The Lord is no longer overlooking the excuse of ignorance, so we should make our concern for the unrepentant a priority. We are to pray for and witness to those who are unrepentant because of Christ in us. Acts 14:16-17 offers some insight into the “ignorance” that God overlooked. “In past generations he allowed all the nations to walk in their own ways. Yet he did not leave himself without witness, for he did good by giving you rains from heaven and fruitful seasons, satisfying your hearts with food and gladness.” “Until the coming of Jesus Christ, God’s special redemptive revelation was addressed almost exclusively to Israel, leaving the pagan nations largely in ignorance (except for the general revelation throughout the cosmos, that left them without excuse, Rom. 1:18-25). God did not impose on the Gentiles the judgment they deserved, and now He has sent Paul to proclaim His truth to all people everywhere, calling them to repentance.” (5) “We need the message of repentance for our generation too, though we are far guiltier than the Greeks. Besides, we need it for ourselves if we have not yet repented. Christianity does not begin by saying, ‘You’re a very good fellow’ and ‘everything is going to be nice for you if you will just get in touch with God.’ Christianity says, ‘You have failed to seek after God. You have gone your own way. You are willfully ignorant. Therefore, God commands that you repent of that ignorance.’ As we repent, God holds out the gospel of salvation through Jesus Christ.” (6)

‘He will judge the world’ (v. 31) means that God holds people accountable. Later, in Acts 18:5-6, we learn that “When Silas and Timothy arrived from Macedonia, Paul was occupied with the word, testifying to the Jews that the Christ was Jesus. And when they opposed and reviled him, he shook out his garments and said to them, ‘Your blood be on your own heads! I am innocent. From now on I will go to the Gentiles.’” “Your blood be on your own heads reflects Ezekiel’s words about God’s prophetic watchman (Ezek. 33:1–7). ‘Blood’ means ‘the responsibility for your judgment by God.’ Paul had faithfully discharged his responsibility, so that at the final judgment no part of these Jews’ failure to believe could be attributed to his failure to tell them about Christ.” (7) “But now the righteousness of God has been manifested apart from the law, although the Law and the Prophets bear witness to it—the righteousness of God through faith in Jesus Christ for all who believe. For there is no distinction: for all have sinned and fall short of the glory of God, and are justified by his grace as a gift, through the redemption that is in Christ Jesus, whom God put forward as a propitiation by his blood, to be received by faith. This was to show God’s righteousness, because in his divine forbearance he had passed over former sins. It was to show his righteousness at the present time, so that he might be just and the justifier of the one who has faith in Jesus.” (Romans 3:21-26) The best good news during the pandemic, and in any season of life, is that “If a wicked person turns away from all his sins that he has committed and keeps all my statutes and does what is just and right, he shall surely live; he shall not die. None of the transgressions that he has committed shall be remembered against him; for the righteousness that he has done he shall live. Have I any pleasure in the death of the wicked, declares the Lord God, and not rather that he should turn from his way and live?” (Ezekiel 18:21-23) God never commands what is impossible, by his grace. Should this not encourage us to testify to those who claim to be ignorant?

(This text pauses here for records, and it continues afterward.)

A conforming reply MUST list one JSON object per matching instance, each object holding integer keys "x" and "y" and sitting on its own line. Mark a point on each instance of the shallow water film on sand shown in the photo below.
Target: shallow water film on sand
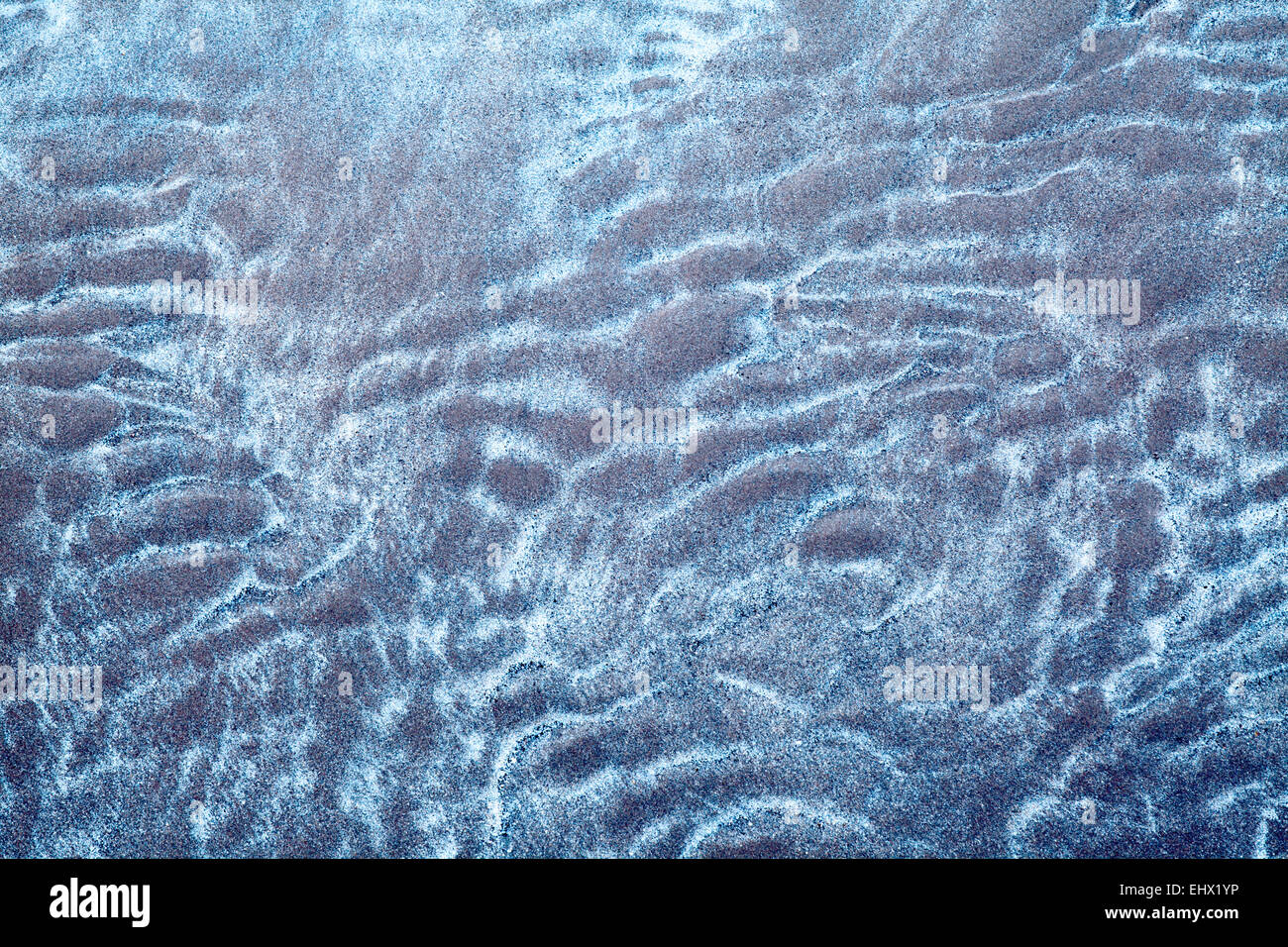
{"x": 644, "y": 428}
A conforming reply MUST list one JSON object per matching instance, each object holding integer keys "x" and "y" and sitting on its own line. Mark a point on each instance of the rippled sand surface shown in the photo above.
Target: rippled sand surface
{"x": 362, "y": 581}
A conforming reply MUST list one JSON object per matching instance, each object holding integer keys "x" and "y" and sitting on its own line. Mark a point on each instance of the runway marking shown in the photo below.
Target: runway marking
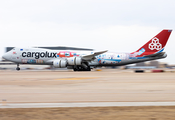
{"x": 76, "y": 78}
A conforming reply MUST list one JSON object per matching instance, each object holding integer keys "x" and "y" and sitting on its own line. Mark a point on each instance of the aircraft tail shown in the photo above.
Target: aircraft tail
{"x": 155, "y": 45}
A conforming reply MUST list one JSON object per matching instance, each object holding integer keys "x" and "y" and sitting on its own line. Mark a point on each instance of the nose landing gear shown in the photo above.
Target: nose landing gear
{"x": 17, "y": 67}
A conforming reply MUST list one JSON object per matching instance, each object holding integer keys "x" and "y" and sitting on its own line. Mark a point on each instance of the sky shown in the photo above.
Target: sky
{"x": 114, "y": 25}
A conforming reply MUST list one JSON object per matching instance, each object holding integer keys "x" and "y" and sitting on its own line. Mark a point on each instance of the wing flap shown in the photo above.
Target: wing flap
{"x": 92, "y": 56}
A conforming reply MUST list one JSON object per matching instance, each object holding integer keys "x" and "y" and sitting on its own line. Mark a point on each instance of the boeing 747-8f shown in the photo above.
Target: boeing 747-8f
{"x": 84, "y": 61}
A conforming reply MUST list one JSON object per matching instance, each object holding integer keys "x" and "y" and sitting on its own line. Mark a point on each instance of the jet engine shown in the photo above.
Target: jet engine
{"x": 74, "y": 61}
{"x": 60, "y": 63}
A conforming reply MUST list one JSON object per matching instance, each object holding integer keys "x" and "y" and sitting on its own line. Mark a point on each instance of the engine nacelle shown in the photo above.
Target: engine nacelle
{"x": 59, "y": 63}
{"x": 74, "y": 61}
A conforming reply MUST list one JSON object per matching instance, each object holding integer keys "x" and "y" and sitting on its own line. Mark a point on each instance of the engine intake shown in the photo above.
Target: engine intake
{"x": 60, "y": 63}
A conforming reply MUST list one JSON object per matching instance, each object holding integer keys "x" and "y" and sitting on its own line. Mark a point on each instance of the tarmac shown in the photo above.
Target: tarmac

Additional Related Scripture: Psalm 9:8; 96:13; 98:9; Mark 6:10-12; Romans 1:1-7; Ephesians 4:18; Titus 2:11-12; 1 Peter 1:14; 4:3; Revelation 20:12-15.

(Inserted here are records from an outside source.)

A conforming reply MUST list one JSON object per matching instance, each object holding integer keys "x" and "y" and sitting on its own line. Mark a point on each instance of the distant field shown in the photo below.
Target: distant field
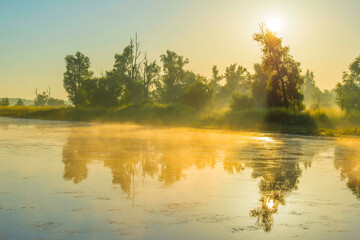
{"x": 273, "y": 120}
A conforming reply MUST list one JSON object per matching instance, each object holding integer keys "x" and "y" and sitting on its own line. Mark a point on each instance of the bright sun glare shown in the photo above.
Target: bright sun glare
{"x": 275, "y": 24}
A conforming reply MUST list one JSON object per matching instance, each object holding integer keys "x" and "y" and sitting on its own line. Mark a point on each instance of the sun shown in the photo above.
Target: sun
{"x": 275, "y": 24}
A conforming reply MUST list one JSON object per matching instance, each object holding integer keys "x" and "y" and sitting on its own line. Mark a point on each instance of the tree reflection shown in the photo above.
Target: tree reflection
{"x": 278, "y": 167}
{"x": 347, "y": 160}
{"x": 132, "y": 155}
{"x": 165, "y": 155}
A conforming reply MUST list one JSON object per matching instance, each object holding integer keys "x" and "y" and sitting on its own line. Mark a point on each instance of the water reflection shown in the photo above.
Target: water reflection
{"x": 278, "y": 167}
{"x": 347, "y": 161}
{"x": 131, "y": 155}
{"x": 134, "y": 153}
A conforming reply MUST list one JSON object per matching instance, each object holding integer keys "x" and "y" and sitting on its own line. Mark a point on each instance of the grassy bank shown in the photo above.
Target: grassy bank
{"x": 271, "y": 120}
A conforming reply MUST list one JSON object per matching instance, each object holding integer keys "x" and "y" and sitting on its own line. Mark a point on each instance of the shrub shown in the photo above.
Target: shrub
{"x": 197, "y": 95}
{"x": 240, "y": 102}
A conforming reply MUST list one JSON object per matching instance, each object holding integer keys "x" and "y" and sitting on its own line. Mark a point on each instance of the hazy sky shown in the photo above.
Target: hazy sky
{"x": 35, "y": 36}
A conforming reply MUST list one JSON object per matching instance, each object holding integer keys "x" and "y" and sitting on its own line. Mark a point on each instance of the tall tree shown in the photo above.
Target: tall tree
{"x": 348, "y": 92}
{"x": 150, "y": 75}
{"x": 175, "y": 78}
{"x": 259, "y": 85}
{"x": 77, "y": 71}
{"x": 19, "y": 103}
{"x": 285, "y": 73}
{"x": 216, "y": 78}
{"x": 4, "y": 102}
{"x": 237, "y": 78}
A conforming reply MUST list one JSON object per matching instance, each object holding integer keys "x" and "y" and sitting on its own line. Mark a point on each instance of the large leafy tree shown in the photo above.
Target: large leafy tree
{"x": 284, "y": 72}
{"x": 77, "y": 72}
{"x": 348, "y": 92}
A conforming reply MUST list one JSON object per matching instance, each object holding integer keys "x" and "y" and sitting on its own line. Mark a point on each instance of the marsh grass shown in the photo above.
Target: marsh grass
{"x": 322, "y": 122}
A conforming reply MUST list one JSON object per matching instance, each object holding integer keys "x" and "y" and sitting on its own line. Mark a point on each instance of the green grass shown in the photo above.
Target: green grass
{"x": 321, "y": 122}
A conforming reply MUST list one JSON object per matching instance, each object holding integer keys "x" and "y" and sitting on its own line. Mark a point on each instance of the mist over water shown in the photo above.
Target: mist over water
{"x": 89, "y": 181}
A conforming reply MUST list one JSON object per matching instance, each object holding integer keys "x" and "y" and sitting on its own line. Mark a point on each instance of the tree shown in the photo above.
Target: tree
{"x": 259, "y": 85}
{"x": 175, "y": 78}
{"x": 348, "y": 92}
{"x": 237, "y": 79}
{"x": 4, "y": 102}
{"x": 151, "y": 74}
{"x": 198, "y": 94}
{"x": 284, "y": 72}
{"x": 77, "y": 72}
{"x": 55, "y": 102}
{"x": 41, "y": 98}
{"x": 240, "y": 101}
{"x": 216, "y": 78}
{"x": 19, "y": 103}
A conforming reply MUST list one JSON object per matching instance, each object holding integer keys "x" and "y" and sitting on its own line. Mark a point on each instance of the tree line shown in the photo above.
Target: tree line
{"x": 277, "y": 81}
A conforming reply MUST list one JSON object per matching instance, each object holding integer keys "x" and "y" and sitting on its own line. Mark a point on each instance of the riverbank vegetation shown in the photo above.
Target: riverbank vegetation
{"x": 276, "y": 97}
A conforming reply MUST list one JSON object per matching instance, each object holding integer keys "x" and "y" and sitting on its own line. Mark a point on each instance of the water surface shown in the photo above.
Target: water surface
{"x": 90, "y": 181}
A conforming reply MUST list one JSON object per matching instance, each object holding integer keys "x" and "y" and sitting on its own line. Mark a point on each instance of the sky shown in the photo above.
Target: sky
{"x": 35, "y": 36}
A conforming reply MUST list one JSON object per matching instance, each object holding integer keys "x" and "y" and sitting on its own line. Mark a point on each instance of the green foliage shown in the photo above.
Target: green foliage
{"x": 285, "y": 79}
{"x": 216, "y": 78}
{"x": 240, "y": 102}
{"x": 237, "y": 79}
{"x": 197, "y": 94}
{"x": 41, "y": 98}
{"x": 77, "y": 72}
{"x": 289, "y": 117}
{"x": 175, "y": 78}
{"x": 4, "y": 102}
{"x": 55, "y": 102}
{"x": 348, "y": 92}
{"x": 259, "y": 85}
{"x": 19, "y": 103}
{"x": 314, "y": 97}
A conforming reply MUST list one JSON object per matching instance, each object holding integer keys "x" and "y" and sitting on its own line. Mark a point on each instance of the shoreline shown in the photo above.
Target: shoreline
{"x": 177, "y": 117}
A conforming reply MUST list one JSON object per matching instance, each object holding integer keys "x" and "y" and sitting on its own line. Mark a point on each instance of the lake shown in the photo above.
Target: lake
{"x": 62, "y": 180}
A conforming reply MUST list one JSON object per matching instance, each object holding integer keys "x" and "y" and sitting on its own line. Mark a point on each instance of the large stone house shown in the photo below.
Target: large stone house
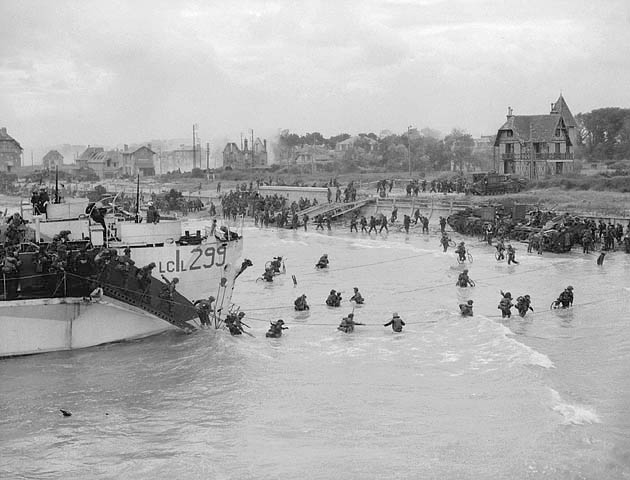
{"x": 368, "y": 144}
{"x": 52, "y": 160}
{"x": 139, "y": 161}
{"x": 245, "y": 158}
{"x": 535, "y": 146}
{"x": 10, "y": 152}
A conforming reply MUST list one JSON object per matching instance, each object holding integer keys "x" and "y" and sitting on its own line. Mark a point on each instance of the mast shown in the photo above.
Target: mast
{"x": 56, "y": 184}
{"x": 138, "y": 199}
{"x": 194, "y": 141}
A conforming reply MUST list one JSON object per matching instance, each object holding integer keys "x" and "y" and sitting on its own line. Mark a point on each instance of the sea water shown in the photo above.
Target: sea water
{"x": 545, "y": 396}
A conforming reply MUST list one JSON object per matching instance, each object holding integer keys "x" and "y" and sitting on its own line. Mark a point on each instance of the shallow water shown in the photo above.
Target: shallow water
{"x": 546, "y": 396}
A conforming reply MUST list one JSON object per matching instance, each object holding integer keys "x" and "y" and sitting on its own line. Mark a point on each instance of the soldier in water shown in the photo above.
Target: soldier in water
{"x": 396, "y": 322}
{"x": 466, "y": 309}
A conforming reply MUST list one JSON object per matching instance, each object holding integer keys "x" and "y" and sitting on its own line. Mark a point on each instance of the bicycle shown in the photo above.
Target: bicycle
{"x": 468, "y": 258}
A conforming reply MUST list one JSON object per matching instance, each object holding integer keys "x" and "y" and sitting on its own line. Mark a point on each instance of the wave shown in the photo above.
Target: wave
{"x": 573, "y": 414}
{"x": 521, "y": 353}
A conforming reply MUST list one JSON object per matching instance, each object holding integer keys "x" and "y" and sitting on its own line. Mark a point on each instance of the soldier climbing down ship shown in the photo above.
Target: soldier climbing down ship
{"x": 167, "y": 293}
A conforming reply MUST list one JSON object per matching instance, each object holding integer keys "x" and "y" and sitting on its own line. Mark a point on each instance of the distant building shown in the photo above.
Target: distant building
{"x": 10, "y": 152}
{"x": 232, "y": 155}
{"x": 368, "y": 144}
{"x": 245, "y": 159}
{"x": 535, "y": 146}
{"x": 313, "y": 155}
{"x": 88, "y": 154}
{"x": 52, "y": 159}
{"x": 182, "y": 159}
{"x": 106, "y": 164}
{"x": 139, "y": 161}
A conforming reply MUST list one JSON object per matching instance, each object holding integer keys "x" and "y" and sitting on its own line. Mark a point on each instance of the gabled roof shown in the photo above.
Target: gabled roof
{"x": 53, "y": 154}
{"x": 102, "y": 157}
{"x": 352, "y": 140}
{"x": 90, "y": 152}
{"x": 231, "y": 147}
{"x": 562, "y": 108}
{"x": 129, "y": 152}
{"x": 5, "y": 137}
{"x": 532, "y": 128}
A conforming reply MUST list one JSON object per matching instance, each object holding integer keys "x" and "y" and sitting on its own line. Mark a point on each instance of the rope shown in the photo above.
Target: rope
{"x": 538, "y": 314}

  1. Boice, James, “Boice Expositional Commentary Series, Acts of the Apostles,” Acts 17:16-34, Baker Books, Software version, 1998.

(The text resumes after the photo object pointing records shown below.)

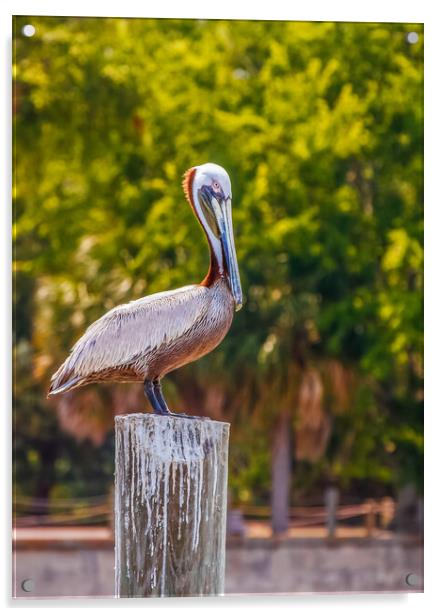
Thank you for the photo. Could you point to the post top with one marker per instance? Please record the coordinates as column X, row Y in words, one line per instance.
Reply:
column 171, row 439
column 137, row 417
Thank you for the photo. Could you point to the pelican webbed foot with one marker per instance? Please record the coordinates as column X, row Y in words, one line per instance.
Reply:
column 154, row 393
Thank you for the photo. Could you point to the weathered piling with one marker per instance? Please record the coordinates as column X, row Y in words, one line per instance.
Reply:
column 170, row 506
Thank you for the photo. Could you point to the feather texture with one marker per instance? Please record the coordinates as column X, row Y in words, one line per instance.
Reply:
column 148, row 337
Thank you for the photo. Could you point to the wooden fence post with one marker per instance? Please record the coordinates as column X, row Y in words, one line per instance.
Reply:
column 170, row 506
column 331, row 506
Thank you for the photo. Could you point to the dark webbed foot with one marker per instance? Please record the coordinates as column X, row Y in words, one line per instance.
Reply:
column 154, row 394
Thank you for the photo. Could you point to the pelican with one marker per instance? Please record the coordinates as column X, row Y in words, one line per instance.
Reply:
column 147, row 338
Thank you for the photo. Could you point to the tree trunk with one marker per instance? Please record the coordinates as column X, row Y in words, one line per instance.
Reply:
column 281, row 459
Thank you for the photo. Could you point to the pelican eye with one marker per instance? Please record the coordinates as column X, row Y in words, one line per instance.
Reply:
column 204, row 195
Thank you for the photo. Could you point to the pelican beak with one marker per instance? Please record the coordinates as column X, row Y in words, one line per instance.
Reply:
column 228, row 246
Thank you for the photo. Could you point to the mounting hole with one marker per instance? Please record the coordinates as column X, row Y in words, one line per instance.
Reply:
column 28, row 30
column 412, row 579
column 27, row 585
column 412, row 37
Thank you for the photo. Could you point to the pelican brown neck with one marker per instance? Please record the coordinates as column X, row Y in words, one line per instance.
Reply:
column 216, row 266
column 208, row 190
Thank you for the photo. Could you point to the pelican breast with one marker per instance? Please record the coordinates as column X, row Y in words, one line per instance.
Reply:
column 151, row 336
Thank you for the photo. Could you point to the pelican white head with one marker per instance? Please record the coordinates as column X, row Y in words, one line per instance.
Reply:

  2. Truth For Life, “The Best Proof,” January 14, https://www.truthforlife.org/resources/daily-devotionals/1/14/1/
  3. Boice, Ibid.
  4. Berkoff, L., Systematic Theology, Acts 17:30—(p. 490), Wm. B. Eerdmans Publishing Co., Grand Rapids, MI, Reprinted 1993. 
  5. The Reformation Study Bible, Acts 17:30, Reformation Trust Publishing (Ligonier Ministries), Sanford, Fl., 2015. 
  6. Boice, Ibid.
  7. English Standard Version Study Bible Notes, Acts 18:6, (digital edition), Crossway, 2008.